В это время застенчиво, тихими шагами, вошла графиня в своей токе и бархатном платье.
– Уу! моя красавица! – закричал граф, – лучше вас всех!… – Он хотел обнять ее, но она краснея отстранилась, чтоб не измяться.
– Мама, больше на бок току, – проговорила Наташа. – Я переколю, и бросилась вперед, а девушки, подшивавшие, не успевшие за ней броситься, оторвали кусочек дымки.
– Боже мой! Что ж это такое? Я ей Богу не виновата…
– Ничего, заметаю, не видно будет, – говорила Дуняша.

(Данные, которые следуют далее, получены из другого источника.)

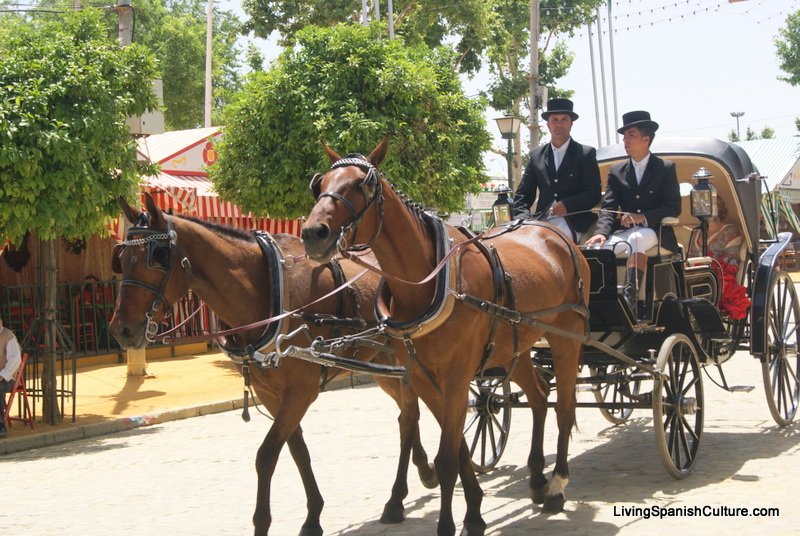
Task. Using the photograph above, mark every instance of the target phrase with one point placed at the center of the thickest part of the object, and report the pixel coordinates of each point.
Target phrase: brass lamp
(501, 208)
(703, 200)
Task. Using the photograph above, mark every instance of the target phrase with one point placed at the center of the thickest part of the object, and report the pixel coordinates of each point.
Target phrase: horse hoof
(473, 529)
(554, 504)
(538, 495)
(311, 531)
(431, 481)
(393, 514)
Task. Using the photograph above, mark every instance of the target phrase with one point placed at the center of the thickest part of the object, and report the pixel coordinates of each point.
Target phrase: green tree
(788, 49)
(66, 154)
(345, 86)
(175, 31)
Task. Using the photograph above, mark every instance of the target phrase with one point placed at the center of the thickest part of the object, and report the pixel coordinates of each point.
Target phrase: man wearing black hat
(564, 173)
(641, 191)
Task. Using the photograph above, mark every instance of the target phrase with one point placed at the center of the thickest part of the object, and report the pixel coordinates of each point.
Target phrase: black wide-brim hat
(559, 106)
(638, 118)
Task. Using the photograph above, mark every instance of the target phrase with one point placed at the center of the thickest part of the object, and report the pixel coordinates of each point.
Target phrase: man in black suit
(641, 191)
(565, 175)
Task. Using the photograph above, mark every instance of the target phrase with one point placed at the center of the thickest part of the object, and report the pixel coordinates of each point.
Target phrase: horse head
(145, 260)
(349, 198)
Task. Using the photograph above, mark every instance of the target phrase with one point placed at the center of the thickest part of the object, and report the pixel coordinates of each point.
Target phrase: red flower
(734, 301)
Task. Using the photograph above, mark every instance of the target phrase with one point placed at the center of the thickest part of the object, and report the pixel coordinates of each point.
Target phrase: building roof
(163, 147)
(774, 158)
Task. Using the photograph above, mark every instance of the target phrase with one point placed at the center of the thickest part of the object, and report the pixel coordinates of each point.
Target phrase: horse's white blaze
(557, 485)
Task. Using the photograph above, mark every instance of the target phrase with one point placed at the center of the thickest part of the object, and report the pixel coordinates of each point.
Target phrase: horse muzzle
(319, 242)
(129, 337)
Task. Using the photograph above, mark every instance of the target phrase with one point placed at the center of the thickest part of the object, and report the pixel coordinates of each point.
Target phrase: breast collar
(275, 266)
(443, 300)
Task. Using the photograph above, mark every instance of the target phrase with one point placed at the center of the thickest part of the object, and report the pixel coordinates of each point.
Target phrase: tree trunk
(50, 408)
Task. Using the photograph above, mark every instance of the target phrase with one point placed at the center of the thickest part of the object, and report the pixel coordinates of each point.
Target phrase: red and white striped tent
(183, 186)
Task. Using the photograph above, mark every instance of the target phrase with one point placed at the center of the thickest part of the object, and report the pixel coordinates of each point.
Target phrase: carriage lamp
(501, 208)
(704, 202)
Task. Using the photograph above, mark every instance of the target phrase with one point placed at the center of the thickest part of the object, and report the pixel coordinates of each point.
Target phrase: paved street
(196, 477)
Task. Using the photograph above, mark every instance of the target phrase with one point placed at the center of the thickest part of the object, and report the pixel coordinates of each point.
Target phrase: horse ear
(156, 216)
(132, 214)
(333, 155)
(379, 153)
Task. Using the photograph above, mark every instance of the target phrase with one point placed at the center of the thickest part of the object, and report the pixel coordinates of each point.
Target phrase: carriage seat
(658, 251)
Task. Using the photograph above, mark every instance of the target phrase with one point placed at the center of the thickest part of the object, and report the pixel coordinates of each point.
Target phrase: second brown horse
(165, 256)
(446, 336)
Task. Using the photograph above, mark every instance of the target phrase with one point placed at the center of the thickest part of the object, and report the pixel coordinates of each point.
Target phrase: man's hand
(596, 241)
(558, 209)
(629, 219)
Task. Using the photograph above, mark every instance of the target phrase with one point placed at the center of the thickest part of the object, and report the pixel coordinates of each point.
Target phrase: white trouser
(636, 239)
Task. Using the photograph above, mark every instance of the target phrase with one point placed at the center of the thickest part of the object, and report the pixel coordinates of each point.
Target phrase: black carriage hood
(728, 155)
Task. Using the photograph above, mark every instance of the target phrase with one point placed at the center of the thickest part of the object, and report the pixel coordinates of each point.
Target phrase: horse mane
(415, 208)
(220, 229)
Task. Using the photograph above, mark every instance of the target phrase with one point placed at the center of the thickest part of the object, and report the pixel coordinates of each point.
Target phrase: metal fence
(84, 312)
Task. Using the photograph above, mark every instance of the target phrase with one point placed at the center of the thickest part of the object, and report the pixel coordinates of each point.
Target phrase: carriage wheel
(780, 365)
(488, 421)
(615, 392)
(678, 405)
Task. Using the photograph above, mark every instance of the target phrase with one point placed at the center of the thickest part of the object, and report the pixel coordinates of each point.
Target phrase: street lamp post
(737, 115)
(509, 126)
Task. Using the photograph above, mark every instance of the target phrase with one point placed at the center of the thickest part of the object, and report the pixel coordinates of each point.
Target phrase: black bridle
(161, 248)
(371, 188)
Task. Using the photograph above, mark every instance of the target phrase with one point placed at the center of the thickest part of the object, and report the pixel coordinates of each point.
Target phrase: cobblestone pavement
(196, 476)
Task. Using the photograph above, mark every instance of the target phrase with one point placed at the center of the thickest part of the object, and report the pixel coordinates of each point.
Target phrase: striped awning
(194, 195)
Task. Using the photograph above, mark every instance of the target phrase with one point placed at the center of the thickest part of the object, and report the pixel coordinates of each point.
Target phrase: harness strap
(414, 358)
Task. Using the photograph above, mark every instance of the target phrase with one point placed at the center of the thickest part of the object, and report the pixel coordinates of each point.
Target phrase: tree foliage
(347, 87)
(175, 31)
(788, 48)
(66, 153)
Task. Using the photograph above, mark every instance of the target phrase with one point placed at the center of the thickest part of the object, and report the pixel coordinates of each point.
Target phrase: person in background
(10, 359)
(565, 175)
(642, 190)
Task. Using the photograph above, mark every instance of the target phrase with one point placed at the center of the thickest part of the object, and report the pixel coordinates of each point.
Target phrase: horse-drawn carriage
(653, 358)
(464, 311)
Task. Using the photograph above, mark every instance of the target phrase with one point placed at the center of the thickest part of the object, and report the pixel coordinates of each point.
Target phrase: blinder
(116, 258)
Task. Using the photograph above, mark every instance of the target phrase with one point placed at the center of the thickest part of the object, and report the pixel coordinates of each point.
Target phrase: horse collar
(443, 300)
(275, 266)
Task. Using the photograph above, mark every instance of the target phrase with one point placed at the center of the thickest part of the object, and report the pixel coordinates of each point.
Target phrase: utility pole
(209, 47)
(533, 125)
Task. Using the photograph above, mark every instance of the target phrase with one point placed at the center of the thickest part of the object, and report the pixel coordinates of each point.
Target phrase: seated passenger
(641, 191)
(724, 239)
(723, 245)
(565, 175)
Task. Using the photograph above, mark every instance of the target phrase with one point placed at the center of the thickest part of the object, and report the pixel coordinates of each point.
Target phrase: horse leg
(474, 525)
(450, 410)
(285, 428)
(314, 500)
(393, 511)
(536, 391)
(566, 356)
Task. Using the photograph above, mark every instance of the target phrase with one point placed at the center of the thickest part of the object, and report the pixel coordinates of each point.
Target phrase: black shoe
(629, 294)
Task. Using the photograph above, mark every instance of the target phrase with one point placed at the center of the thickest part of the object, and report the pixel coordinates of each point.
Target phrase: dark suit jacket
(658, 196)
(576, 184)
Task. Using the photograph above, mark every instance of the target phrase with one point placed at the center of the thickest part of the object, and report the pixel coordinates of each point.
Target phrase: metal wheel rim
(678, 428)
(602, 391)
(488, 422)
(780, 366)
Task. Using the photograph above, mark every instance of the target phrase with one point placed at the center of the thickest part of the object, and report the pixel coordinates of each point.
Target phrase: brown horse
(447, 336)
(165, 256)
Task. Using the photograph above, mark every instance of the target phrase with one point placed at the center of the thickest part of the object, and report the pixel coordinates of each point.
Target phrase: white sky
(690, 63)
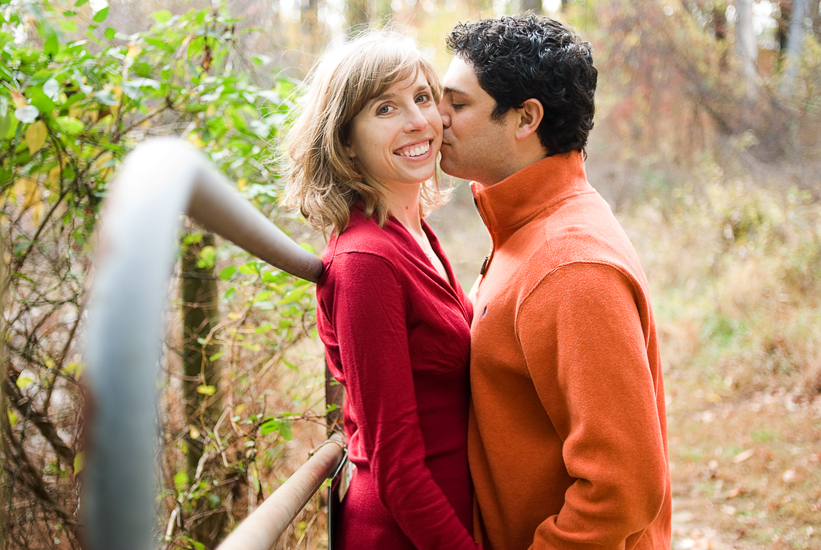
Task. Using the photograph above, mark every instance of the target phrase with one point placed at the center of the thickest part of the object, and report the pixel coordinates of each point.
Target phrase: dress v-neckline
(449, 279)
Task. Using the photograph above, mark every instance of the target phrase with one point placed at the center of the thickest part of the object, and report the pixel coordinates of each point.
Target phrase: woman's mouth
(414, 150)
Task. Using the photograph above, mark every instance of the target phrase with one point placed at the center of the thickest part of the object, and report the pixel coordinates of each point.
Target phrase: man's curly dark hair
(524, 56)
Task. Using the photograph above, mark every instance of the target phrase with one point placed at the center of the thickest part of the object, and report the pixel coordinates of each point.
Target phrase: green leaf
(269, 426)
(52, 89)
(51, 46)
(228, 272)
(162, 16)
(13, 418)
(194, 544)
(180, 481)
(5, 117)
(26, 114)
(106, 98)
(70, 125)
(206, 257)
(79, 460)
(100, 16)
(286, 431)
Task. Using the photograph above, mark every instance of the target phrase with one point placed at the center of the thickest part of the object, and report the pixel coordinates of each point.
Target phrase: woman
(394, 320)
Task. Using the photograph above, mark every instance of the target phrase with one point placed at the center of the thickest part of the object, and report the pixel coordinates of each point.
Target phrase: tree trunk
(747, 46)
(200, 314)
(795, 46)
(384, 12)
(310, 29)
(358, 16)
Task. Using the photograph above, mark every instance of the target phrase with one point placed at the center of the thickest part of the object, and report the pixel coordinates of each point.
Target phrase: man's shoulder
(585, 231)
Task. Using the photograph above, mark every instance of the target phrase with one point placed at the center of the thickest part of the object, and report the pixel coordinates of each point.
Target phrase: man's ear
(530, 115)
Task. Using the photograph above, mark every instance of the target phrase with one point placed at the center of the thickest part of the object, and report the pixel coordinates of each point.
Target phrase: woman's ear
(530, 115)
(349, 151)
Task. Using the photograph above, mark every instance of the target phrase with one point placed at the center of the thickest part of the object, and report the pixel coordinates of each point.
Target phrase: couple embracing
(531, 415)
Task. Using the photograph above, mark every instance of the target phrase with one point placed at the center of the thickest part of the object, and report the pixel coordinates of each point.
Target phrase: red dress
(397, 336)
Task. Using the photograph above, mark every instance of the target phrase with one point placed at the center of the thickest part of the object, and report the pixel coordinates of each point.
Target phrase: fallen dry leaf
(741, 457)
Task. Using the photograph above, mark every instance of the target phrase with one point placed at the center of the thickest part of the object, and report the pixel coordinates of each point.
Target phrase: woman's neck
(403, 204)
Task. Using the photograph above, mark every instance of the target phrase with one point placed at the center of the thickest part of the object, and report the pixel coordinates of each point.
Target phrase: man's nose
(445, 114)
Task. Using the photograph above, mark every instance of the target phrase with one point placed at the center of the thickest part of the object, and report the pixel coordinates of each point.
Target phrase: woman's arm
(369, 318)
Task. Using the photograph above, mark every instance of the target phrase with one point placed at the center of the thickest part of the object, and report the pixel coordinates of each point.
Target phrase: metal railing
(161, 179)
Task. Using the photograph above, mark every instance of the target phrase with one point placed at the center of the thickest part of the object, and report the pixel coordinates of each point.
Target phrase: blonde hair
(321, 179)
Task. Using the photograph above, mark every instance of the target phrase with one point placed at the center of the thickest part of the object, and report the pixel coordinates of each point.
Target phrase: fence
(159, 180)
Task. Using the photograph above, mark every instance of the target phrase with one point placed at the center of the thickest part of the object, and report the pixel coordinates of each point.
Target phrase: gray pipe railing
(161, 179)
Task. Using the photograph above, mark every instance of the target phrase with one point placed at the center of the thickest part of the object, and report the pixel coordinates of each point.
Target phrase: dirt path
(688, 535)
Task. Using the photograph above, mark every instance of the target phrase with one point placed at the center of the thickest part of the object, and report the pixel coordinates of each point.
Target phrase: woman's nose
(416, 120)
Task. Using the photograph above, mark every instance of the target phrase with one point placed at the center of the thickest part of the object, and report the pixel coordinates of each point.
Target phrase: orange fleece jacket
(567, 438)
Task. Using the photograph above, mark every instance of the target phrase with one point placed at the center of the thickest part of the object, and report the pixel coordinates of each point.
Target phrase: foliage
(76, 96)
(675, 86)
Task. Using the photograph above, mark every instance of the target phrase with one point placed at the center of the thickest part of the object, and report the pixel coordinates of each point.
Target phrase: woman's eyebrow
(453, 91)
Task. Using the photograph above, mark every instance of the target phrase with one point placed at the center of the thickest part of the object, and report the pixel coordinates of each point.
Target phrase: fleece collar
(509, 204)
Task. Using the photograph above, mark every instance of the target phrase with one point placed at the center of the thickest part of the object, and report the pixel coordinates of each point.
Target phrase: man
(567, 437)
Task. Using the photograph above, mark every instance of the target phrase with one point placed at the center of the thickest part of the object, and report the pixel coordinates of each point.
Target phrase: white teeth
(416, 151)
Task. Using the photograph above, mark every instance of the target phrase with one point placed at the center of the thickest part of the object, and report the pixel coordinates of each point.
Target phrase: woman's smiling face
(395, 139)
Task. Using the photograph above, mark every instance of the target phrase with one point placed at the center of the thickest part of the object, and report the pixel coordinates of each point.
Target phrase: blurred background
(707, 145)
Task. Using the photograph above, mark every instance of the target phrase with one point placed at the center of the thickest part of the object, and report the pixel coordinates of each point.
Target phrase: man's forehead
(460, 77)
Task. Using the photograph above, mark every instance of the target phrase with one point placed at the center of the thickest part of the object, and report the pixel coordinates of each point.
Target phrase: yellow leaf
(74, 367)
(19, 99)
(37, 212)
(53, 175)
(78, 463)
(206, 390)
(36, 136)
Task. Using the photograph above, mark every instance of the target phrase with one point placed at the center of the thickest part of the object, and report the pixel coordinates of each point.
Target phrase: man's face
(474, 146)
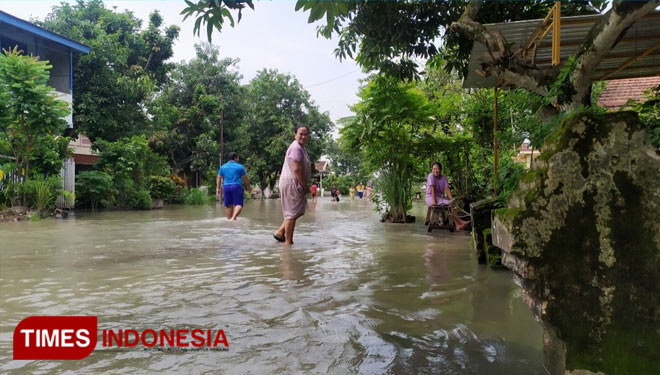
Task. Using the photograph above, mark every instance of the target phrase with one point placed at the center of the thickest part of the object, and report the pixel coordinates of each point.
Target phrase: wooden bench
(438, 217)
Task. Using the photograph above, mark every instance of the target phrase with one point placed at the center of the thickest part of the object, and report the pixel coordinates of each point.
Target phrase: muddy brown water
(352, 296)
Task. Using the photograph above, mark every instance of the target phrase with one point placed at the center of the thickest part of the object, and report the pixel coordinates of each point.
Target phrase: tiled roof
(321, 165)
(619, 91)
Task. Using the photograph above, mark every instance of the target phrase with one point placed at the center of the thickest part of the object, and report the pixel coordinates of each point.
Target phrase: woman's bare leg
(280, 231)
(289, 225)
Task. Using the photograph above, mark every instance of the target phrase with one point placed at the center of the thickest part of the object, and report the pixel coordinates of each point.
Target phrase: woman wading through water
(296, 172)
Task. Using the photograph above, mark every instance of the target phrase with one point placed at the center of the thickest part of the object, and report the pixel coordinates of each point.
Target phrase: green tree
(213, 13)
(126, 64)
(129, 161)
(276, 103)
(187, 114)
(343, 161)
(30, 115)
(392, 129)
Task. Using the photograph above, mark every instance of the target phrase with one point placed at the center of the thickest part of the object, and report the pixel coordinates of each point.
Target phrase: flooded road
(353, 295)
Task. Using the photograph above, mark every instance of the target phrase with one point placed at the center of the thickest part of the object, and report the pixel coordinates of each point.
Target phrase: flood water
(352, 296)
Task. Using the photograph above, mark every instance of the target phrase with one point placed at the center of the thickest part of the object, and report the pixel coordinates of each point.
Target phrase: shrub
(193, 196)
(94, 188)
(160, 187)
(141, 200)
(45, 191)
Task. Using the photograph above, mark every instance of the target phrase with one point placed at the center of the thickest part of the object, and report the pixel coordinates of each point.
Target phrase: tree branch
(499, 60)
(604, 36)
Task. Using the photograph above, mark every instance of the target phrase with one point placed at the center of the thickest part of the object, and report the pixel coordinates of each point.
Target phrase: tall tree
(388, 129)
(30, 115)
(189, 110)
(126, 64)
(277, 102)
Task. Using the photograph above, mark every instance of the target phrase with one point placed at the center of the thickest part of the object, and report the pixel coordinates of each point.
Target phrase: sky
(273, 36)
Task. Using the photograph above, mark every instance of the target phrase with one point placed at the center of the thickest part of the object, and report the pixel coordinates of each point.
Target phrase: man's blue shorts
(233, 195)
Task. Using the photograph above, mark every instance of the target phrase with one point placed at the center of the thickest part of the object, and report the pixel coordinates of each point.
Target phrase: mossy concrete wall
(583, 233)
(480, 216)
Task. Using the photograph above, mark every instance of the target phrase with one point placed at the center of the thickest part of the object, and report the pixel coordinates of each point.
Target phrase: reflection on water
(352, 296)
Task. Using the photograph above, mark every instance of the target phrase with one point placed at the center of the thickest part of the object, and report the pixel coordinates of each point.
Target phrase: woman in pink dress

– Красавица, краля то моя! – сказала из за двери вошедшая няня. – А Сонюшка то, ну красавицы!…
В четверть одиннадцатого наконец сели в кареты и поехали. Но еще нужно было заехать к Таврическому саду.
Перонская была уже готова. Несмотря на ее старость и некрасивость, у нее происходило точно то же, что у Ростовых, хотя не с такой торопливостью (для нее это было дело привычное), но также было надушено, вымыто, напудрено старое, некрасивое тело, также старательно промыто за ушами, и даже, и так же, как у Ростовых, старая горничная восторженно любовалась нарядом своей госпожи, когда она в желтом платье с шифром вышла в гостиную. Перонская похвалила туалеты Ростовых.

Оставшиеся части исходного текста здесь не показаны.